The mortgage rates in the United States rose last week. Economy shows its first signs of recovery and as the Treasury yields climbed, it affected the mortgage interest rates the same way. However, is the demand for new mortgage applications and refinancing going up?

Several publications, starting from Reuters to TransUnion point that demand for higher mortgage rates is not there. It simply may not be sustained. "Higher rates have dampened demand for home loan refinancing, a reversal from earlier this year when rates below 5 percent caused refinancing activity to surge," writes Reuters today in its story about the relation of interest rates and the housing market.

Experts say that the mortgage rates should be at and below the 5 percent in order to keep significant demand mortgage refinancing and for first time home buyers. However, The house interest rates have been above 5 percent already eleventh straight week.

For the week, ending August 13 the 30-year fixed mortgage rate averaged 5.29 percent nationally. Treasury yields, which are linked to mortgage rates, have risen recently, with mortgage rates responding in kind.

According to Transunion.com "mortgage loan delinquency (the ratio of borrowers 60 or more days past due) increased for the tenth straight quarter, hitting an all-time national average high of 5.81 percent for the second quarter of 2009. Traditionally seen as a precursor to foreclosures, this statistic is up 11.3 percent from the previous quarter's 5.22 percent average. For comparison purposes, fourth quarter 2008 to first quarter 2009 saw an increase of almost 16 percent, indicating a continuing deceleration in delinquencies for the second quarter. Year-over-year, mortgage loan delinquency is up approximately 65 percent (from 3.53 percent)."

The $8,000 dollar credit

We know that this rise in rates is negative for the U.S. home buyers. As the market is driving the rates, perhaps the mortgage lenders bet on the $8,000 dollar credit that the government is giving to the first time home buyers. Surprisingly 7 out of 10 people don’t know about the tax credit available or how to qualify. Due to a provision in the American Recovery and Reinvestment Act of 2009, taxpayers who haven’t owned a primary residence in at least three years are considered "first time home buyers" and are eligible for a tax credit of up to $8,000.

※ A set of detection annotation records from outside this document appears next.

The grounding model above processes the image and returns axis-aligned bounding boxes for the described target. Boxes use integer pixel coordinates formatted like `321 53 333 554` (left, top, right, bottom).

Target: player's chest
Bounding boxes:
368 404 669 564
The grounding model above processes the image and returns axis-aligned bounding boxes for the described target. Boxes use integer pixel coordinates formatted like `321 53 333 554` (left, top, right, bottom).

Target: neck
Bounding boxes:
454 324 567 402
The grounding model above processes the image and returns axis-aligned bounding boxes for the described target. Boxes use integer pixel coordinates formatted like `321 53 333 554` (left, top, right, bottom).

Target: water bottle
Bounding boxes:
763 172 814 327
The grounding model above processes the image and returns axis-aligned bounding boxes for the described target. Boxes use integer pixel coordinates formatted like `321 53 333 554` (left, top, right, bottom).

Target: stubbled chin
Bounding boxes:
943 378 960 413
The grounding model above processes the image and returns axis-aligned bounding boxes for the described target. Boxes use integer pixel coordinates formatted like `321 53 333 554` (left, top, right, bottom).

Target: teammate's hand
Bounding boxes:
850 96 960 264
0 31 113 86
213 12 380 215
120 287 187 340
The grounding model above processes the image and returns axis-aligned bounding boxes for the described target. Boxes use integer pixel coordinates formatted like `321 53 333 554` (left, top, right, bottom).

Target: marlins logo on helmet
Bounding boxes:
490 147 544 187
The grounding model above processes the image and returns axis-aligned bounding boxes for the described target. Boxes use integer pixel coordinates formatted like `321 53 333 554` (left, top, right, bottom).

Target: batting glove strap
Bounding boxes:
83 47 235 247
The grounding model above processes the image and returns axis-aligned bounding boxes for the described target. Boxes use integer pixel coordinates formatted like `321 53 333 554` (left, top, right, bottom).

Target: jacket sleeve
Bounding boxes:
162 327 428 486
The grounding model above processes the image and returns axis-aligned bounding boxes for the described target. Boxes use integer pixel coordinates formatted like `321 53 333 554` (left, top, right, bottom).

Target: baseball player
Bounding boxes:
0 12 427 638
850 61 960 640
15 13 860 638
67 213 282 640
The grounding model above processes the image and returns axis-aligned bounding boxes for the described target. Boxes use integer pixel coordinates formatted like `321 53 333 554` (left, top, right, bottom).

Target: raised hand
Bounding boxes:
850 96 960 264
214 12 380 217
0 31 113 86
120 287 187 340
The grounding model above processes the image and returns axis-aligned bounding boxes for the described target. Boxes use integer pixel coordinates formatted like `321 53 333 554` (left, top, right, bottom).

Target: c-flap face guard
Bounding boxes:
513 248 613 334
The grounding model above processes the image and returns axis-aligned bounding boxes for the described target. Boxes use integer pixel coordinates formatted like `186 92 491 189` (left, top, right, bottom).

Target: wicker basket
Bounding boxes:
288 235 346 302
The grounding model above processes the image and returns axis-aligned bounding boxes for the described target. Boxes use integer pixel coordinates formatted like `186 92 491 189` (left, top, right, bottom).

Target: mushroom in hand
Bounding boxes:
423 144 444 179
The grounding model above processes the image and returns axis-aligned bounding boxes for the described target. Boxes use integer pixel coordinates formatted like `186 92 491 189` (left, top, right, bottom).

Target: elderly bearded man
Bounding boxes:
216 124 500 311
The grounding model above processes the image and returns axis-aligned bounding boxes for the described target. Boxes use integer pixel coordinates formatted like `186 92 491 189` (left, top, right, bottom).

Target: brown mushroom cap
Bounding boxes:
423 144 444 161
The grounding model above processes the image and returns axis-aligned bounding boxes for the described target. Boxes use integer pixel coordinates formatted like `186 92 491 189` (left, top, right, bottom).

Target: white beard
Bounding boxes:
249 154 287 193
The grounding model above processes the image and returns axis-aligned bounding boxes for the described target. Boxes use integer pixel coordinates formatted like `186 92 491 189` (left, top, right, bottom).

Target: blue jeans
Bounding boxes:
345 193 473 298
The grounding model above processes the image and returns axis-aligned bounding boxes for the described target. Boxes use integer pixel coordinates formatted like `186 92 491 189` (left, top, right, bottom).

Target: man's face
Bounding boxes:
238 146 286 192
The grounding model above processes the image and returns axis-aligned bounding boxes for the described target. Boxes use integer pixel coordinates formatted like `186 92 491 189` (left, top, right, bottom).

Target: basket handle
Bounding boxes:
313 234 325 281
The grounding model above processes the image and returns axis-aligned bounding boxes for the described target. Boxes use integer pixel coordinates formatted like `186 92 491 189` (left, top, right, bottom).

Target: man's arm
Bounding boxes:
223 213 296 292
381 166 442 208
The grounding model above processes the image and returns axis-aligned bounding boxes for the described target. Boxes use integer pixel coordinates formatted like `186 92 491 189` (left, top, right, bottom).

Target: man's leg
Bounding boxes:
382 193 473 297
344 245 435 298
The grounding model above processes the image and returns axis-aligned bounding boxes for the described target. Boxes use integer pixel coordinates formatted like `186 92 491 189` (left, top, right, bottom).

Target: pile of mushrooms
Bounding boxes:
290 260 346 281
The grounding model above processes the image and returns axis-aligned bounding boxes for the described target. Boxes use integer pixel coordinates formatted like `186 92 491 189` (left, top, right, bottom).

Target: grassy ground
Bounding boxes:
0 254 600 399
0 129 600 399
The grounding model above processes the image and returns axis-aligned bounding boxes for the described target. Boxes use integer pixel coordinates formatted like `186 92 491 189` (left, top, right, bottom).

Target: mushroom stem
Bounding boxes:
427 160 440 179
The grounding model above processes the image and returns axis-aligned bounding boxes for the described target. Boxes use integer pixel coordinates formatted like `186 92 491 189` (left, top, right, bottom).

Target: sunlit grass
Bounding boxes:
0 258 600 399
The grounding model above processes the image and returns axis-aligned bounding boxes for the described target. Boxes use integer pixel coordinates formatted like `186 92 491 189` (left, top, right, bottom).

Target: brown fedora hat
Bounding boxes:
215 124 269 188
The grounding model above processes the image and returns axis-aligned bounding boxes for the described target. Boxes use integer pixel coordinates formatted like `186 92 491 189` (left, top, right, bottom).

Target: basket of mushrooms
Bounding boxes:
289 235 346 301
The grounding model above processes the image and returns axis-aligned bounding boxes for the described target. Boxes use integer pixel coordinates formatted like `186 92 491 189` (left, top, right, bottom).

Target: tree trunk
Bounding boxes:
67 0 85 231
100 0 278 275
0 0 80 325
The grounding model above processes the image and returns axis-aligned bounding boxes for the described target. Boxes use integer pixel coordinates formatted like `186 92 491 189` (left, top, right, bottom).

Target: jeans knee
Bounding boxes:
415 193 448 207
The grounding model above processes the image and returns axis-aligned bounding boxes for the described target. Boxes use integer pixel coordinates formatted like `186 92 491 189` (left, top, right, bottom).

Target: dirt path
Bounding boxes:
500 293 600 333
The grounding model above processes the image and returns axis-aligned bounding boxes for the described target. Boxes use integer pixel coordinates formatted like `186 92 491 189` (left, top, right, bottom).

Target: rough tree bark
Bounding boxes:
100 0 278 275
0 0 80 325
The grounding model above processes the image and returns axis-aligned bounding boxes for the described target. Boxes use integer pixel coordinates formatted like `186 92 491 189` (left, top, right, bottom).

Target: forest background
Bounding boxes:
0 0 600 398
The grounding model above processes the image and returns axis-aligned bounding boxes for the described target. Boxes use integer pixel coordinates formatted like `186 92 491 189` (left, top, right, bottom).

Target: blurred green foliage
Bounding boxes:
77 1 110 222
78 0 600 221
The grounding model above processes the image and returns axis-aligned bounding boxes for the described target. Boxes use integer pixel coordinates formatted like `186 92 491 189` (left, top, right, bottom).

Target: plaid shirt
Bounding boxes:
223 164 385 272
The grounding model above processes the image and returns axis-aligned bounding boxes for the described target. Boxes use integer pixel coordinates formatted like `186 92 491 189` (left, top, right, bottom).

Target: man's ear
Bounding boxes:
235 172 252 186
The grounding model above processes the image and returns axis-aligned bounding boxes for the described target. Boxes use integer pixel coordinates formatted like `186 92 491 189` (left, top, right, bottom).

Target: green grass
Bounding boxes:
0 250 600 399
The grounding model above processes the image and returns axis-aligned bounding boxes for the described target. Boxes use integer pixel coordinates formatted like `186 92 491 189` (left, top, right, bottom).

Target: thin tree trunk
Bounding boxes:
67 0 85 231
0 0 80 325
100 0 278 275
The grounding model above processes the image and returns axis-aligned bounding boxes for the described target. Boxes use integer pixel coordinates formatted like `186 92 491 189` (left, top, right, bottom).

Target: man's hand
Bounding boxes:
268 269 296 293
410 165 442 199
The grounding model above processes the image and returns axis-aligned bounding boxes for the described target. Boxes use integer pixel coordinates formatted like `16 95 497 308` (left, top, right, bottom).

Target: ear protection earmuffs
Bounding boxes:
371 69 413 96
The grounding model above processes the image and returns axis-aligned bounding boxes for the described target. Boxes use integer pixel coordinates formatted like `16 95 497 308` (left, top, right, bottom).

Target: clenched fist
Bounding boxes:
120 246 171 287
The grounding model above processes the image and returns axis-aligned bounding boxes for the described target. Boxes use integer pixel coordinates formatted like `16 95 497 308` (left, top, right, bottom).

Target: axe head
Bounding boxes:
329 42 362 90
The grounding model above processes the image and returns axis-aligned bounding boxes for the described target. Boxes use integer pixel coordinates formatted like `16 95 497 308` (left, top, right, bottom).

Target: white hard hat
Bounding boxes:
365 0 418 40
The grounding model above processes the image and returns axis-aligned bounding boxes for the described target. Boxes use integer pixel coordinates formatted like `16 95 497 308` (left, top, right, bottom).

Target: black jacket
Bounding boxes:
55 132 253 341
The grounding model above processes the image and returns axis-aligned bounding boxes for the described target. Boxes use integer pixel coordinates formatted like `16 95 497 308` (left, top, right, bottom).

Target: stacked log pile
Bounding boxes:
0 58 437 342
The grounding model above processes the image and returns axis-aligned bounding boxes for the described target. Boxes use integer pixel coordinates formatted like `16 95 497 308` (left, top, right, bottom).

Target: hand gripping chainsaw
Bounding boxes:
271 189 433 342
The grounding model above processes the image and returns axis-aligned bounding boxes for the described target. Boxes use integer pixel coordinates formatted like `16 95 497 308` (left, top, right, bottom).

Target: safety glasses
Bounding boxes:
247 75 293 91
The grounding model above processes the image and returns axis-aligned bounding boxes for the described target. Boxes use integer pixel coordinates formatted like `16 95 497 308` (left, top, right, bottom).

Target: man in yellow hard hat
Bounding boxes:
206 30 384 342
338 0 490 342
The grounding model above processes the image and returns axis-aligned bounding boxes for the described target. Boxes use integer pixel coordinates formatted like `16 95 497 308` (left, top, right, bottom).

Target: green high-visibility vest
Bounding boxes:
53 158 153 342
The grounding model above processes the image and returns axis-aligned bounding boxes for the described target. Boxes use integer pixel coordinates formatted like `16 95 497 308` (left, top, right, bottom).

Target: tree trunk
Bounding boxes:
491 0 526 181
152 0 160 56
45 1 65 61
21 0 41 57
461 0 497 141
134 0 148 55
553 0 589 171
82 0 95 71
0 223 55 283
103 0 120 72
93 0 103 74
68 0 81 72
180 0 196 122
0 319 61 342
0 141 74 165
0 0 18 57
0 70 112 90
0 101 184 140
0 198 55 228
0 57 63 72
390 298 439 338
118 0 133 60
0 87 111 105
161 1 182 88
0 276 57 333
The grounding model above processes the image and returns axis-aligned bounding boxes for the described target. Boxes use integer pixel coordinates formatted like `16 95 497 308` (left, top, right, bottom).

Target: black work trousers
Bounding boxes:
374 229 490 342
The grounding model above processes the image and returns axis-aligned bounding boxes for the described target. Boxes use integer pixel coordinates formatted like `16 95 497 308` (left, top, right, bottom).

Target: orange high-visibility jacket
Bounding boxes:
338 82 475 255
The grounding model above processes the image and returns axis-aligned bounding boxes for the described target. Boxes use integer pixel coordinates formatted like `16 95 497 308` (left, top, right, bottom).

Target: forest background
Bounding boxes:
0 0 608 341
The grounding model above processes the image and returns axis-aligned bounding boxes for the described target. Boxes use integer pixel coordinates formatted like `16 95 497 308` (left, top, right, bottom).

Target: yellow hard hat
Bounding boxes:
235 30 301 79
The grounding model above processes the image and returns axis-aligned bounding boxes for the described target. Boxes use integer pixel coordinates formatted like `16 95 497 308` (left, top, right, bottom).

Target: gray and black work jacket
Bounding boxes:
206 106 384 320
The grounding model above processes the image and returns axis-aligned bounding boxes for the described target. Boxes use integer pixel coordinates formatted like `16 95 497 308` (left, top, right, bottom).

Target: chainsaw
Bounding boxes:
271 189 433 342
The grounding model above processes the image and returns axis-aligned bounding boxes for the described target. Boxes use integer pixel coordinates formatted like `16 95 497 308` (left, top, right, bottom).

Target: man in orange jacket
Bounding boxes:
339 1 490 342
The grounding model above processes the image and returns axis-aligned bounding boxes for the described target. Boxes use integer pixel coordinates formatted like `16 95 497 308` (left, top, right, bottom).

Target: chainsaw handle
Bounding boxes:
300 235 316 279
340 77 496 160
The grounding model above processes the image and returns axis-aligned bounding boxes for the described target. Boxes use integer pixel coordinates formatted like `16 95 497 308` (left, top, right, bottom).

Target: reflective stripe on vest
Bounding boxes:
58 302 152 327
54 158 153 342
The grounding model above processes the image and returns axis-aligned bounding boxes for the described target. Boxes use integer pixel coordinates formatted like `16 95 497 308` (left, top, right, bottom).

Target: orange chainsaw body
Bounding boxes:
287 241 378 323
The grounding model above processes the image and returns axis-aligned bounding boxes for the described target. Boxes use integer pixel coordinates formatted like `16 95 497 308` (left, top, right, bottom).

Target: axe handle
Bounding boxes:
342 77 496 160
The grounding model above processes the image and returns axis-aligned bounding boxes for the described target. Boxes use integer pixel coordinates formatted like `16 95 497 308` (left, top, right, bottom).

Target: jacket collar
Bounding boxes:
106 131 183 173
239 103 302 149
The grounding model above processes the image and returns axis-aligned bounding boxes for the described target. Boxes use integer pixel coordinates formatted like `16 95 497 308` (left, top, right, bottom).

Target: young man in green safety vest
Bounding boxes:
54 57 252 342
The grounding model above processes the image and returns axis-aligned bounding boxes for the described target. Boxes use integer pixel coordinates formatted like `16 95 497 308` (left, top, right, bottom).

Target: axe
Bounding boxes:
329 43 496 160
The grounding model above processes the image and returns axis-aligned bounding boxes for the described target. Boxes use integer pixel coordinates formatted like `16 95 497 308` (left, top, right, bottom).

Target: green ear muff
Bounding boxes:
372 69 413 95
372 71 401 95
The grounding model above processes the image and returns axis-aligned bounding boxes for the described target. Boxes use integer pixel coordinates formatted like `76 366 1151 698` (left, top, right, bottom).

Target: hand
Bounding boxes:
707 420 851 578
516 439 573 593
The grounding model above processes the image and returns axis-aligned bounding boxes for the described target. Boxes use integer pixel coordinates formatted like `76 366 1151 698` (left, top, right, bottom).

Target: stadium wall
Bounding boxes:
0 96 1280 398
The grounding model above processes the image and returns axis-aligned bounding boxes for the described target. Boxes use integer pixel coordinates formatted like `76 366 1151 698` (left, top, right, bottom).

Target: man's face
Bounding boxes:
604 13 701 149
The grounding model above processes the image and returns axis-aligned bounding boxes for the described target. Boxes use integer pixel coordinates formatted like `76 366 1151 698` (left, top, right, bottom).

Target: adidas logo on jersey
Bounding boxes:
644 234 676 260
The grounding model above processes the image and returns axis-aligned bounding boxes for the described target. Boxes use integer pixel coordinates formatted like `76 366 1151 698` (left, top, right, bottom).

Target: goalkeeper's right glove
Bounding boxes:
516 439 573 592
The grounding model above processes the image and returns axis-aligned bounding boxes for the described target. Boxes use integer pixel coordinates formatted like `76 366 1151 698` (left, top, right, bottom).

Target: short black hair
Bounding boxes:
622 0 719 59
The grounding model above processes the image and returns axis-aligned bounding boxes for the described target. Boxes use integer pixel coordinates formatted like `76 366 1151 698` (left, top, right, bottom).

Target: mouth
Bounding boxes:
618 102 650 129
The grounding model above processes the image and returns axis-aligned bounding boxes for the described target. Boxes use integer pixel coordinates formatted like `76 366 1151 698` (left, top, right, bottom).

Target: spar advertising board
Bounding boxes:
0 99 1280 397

However, are first-time home buyers really impressed with an $8000 check from Uncle Sam? Blue Skye Lending thinks so. In a story titled First Time Home Buyers Jump At credit one of the people interviewed thinks that the program is incredible. "When else has the government offered you $8,000 that you don’t have to pay back," he says.

Some mortgage lenders are optimistic and cheer the rising mortgage rates, seeing it as a sign of recovery. Mike Tullio, one of the owners of Blue Sky Lending, tweeted few minutes ago about his optimis. Mmortgage rates got better too! Seems like things are lining up for a steady recovery, especially with the $8K FTHB ext. talk," he wrote.

The question is, is it the mortgage rates or the confidence that will drive the housing market in this economy.